The combination of multiple fractures and blindness suggested a clinical diagnosis of the rare osteoporosis pseudoglioma syndrome (OPS) as fractures are not a feature of Norrie disease. A diagnosis was important to differentiate these two diseases, OPS being autosomal recessive and Norrie disease X linked. It was not until he was 2½ years of age that final results of molecular genetic analysis showed no abnormality of the Norrie gene.

He is now 5 years of age and has suffered a total of five fractures. For the past 2½ years he has received 3 monthly bisphosphonate infusions and DEXA bone scans show improved bone density. He is developmentally delayed and has just commenced “bum shuffling.” There is also intellectual and speech delay, short stature, but no hearing impairment. His mother is currently 5 months pregnant and has been counselled that future children have a 25% chance of being affected with OPS.
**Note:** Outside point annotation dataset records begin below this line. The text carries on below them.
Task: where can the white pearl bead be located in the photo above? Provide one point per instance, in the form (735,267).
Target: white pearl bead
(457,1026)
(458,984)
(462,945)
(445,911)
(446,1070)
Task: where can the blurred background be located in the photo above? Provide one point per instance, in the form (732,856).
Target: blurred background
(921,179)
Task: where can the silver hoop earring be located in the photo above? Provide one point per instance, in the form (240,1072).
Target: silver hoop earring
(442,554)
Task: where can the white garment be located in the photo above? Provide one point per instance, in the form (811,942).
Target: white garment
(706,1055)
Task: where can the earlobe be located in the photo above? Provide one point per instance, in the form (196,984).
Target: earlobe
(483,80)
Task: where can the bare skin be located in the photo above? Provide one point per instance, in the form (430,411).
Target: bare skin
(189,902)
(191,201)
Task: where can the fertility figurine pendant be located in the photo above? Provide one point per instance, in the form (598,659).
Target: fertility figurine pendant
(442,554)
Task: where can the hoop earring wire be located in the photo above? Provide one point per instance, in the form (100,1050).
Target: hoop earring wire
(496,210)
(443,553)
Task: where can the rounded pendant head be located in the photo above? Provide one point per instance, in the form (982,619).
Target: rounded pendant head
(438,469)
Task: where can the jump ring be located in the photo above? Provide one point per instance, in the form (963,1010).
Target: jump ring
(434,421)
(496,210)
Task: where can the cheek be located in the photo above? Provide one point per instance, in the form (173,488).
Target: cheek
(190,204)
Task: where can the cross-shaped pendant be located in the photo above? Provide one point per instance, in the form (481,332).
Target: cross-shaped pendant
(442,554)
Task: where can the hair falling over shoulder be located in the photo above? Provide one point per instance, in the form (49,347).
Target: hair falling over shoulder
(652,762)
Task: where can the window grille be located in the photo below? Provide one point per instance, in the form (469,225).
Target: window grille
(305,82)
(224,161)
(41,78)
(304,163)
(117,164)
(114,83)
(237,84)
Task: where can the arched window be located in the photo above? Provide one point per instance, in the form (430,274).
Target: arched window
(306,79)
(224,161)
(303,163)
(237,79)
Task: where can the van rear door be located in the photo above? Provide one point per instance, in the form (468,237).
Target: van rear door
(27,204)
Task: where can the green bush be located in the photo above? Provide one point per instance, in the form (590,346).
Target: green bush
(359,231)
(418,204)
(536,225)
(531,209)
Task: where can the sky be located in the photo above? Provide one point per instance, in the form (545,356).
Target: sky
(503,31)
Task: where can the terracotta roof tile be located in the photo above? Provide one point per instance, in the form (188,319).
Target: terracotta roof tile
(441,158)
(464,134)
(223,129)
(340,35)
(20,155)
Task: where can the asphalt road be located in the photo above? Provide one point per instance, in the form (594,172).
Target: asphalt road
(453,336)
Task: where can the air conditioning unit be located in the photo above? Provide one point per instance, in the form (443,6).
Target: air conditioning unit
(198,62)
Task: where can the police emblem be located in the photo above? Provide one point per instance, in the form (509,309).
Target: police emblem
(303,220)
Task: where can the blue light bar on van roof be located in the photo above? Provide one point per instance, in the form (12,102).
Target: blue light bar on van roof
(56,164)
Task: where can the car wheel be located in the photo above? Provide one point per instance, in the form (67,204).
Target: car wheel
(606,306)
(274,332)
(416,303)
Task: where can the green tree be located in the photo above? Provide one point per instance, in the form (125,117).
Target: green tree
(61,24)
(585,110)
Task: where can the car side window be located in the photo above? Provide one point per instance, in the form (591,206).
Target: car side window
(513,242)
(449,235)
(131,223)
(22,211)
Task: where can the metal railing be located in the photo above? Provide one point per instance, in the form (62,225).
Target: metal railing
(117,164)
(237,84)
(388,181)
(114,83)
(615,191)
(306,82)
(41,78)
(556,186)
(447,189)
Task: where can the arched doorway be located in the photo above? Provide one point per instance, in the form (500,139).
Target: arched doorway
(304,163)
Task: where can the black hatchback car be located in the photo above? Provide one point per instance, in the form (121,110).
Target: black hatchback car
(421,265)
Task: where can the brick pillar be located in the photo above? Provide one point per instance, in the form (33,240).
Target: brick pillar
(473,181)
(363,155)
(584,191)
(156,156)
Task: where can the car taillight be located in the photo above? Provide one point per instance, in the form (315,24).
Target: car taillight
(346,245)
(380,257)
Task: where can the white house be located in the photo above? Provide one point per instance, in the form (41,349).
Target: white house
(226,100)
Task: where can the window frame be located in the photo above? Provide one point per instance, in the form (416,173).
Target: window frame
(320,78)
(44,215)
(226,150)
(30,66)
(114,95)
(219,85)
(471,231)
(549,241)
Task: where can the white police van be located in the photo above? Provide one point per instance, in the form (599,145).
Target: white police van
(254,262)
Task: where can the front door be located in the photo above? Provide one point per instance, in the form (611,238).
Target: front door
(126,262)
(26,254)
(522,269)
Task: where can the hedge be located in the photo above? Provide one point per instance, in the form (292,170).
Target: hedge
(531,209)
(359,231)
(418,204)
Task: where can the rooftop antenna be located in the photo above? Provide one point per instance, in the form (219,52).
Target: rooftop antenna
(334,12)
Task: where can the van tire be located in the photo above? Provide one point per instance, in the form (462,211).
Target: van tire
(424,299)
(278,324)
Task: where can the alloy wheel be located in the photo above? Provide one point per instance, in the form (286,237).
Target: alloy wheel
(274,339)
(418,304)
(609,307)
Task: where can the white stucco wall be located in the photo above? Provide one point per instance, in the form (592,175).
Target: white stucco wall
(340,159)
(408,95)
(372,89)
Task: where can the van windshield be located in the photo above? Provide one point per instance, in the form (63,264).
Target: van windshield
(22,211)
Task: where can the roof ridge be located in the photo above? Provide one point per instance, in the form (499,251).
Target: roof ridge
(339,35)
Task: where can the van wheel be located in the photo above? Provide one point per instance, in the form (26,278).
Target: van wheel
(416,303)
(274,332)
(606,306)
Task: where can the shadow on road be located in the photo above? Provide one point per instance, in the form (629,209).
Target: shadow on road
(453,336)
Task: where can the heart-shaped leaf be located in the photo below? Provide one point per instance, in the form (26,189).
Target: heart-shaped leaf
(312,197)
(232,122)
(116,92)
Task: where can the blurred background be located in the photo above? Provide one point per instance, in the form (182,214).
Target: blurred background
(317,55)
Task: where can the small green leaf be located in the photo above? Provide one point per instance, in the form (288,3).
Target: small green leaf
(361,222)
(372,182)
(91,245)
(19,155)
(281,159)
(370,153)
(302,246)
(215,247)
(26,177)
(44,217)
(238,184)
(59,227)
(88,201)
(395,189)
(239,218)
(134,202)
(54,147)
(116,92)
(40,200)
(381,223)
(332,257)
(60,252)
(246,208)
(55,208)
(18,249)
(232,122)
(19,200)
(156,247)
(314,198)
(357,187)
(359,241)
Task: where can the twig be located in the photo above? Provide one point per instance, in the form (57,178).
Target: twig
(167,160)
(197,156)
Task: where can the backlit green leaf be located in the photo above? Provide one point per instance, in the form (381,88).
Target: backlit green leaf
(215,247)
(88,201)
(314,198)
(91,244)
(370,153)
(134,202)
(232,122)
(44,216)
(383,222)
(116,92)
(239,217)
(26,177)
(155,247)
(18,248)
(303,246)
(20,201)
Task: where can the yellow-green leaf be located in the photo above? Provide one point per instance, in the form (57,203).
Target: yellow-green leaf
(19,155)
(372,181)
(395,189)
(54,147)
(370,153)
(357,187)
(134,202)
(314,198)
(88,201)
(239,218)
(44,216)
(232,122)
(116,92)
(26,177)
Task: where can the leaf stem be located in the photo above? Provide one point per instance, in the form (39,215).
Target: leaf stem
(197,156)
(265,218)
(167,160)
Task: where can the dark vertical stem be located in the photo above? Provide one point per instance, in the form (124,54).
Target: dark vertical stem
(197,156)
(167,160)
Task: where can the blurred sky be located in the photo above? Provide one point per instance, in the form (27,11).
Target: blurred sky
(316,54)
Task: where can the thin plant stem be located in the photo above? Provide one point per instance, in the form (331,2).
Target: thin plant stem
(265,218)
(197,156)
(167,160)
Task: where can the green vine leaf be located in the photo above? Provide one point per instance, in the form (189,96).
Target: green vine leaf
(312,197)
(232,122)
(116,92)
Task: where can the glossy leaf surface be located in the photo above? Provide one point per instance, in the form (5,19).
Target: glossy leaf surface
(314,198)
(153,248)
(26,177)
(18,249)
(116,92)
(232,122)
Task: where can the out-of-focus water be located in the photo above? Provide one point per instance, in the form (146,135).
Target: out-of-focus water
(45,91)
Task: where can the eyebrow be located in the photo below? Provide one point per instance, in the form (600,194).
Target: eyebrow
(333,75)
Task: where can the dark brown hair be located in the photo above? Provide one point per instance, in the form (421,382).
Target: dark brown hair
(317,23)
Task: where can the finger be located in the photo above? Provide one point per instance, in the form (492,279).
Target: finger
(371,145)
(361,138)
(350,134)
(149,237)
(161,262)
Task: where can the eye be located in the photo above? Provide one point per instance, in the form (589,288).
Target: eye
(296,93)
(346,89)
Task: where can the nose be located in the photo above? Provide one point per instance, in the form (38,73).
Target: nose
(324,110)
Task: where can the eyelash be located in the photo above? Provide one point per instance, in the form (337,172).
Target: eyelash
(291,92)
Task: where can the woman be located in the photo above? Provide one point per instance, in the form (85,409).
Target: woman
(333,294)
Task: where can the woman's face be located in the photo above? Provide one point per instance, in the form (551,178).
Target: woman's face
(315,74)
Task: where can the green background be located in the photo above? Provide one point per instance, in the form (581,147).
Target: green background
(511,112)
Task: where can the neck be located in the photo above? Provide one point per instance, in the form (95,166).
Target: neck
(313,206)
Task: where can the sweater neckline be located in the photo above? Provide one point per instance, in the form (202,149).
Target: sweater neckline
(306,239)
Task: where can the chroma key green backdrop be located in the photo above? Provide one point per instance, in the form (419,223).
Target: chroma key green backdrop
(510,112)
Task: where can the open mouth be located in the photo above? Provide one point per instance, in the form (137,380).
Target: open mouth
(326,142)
This case demonstrates the blindness and skeletal handicap that characterise OPS. Other manifestations may be present but it is the eye and skeletal components which are essential for the diagnosis. Frontaliet al have reviewed OPS and shown that the clinical manifestations are in general highly variable.1

Eye features include vitreoretinal dysplasia resulting in retrolental masses. Some eyes have been mistakenly enucleated because they were thought to contain retinoblastoma.2 Other ocular features include microphthalmia, anterior chamber anomalies, cataract and phthisis bulbi, although these are all highly variable. Congenital blindness is the rule but a few patients have preserved useful vision into their teenage years.3

The osteoporosis results in multiple fractures and bone deformities. The time of onset and severity of the osteoporosis is highly variable and the history of minimal trauma is typical. As the osteopaenic process seems to stabilise with age, prophylaxis and specialist care of fractures and deformities are essential to prevent incapacitating long term problems.3 Intravenous bisphosphonate therapy may prevent progressive skeletal deformity.4

Other minor features of OPS include short stature, intellectual impairment, cardiac anomalies, hypotonia, and ligament laxity.5

The pathogenesis of OPS is unknown. It is clearly a connective tissue disorder. Clinical, biochemical, and microscopic analyses suggest the defective gene may encode a matrix protein expressed in eye and bone.6 The OPS locus has recently been mapped to 11q12–136 but the precise molecular pathology has yet to be identified.